Re: [PATCH mm] vmalloc: back off when the current task is OOM-killed
From: Michal Hocko
Date: Fri Sep 24 2021 - 03:55:26 EST
On Thu 23-09-21 09:49:57, Vasily Averin wrote:
[...]
> I'm agree that vmalloc callers should expect and handle single vnalloc failures.
> I think it is acceptable to enable fatal_signal_pending check to quickly
> detect such kind of iussues.
> However fatal_signal_pending check can cause serial vmalloc failures
> and I doubt it is acceptable.
>
> Rollback after failed vmalloc can call new vmalloc calls that will be failed too,
> even properly handled such serial failures can cause troubles.
Could you be more specific? Also how would this be any different from
similar failures for an oom victim? Except that the later is less likely
so (as already mentioend) any potential bugs would be just lurking there
for a longer time.
> Hypothetically, cancelled vmalloc called inside some filesystem's transaction
> forces its rollback, that in own turn it can call own vmalloc.
Do you have any specific example?
> Any failures on this path can break the filesystem.

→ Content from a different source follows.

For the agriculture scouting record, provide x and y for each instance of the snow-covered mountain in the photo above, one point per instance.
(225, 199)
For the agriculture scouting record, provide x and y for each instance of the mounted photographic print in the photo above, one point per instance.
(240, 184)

> I doubt it is acceptable, especially for non-OOM fatal signals.
> On the other hand I cannot say that it is a 100% bug.
>
> Another scenario:
> as you know failed vmalloc calls pr_warn. According message should be sent
> to remote terminal or netconsole. I'm not sure about execution context,
> however if this is done in task context it may call vmalloc either in terminal
> or in network subsystems. Even handled, such failures are not fatal,
> but this behaviour is at least unexpected.
I do not think we want to shape the vmalloc bahavior based on
printk/console behavior.
> Should we perhaps interrupt the first vmalloc only?
This doesn't make much sense to me TBH. It doesn't address the very
problem you are describing in the changelog.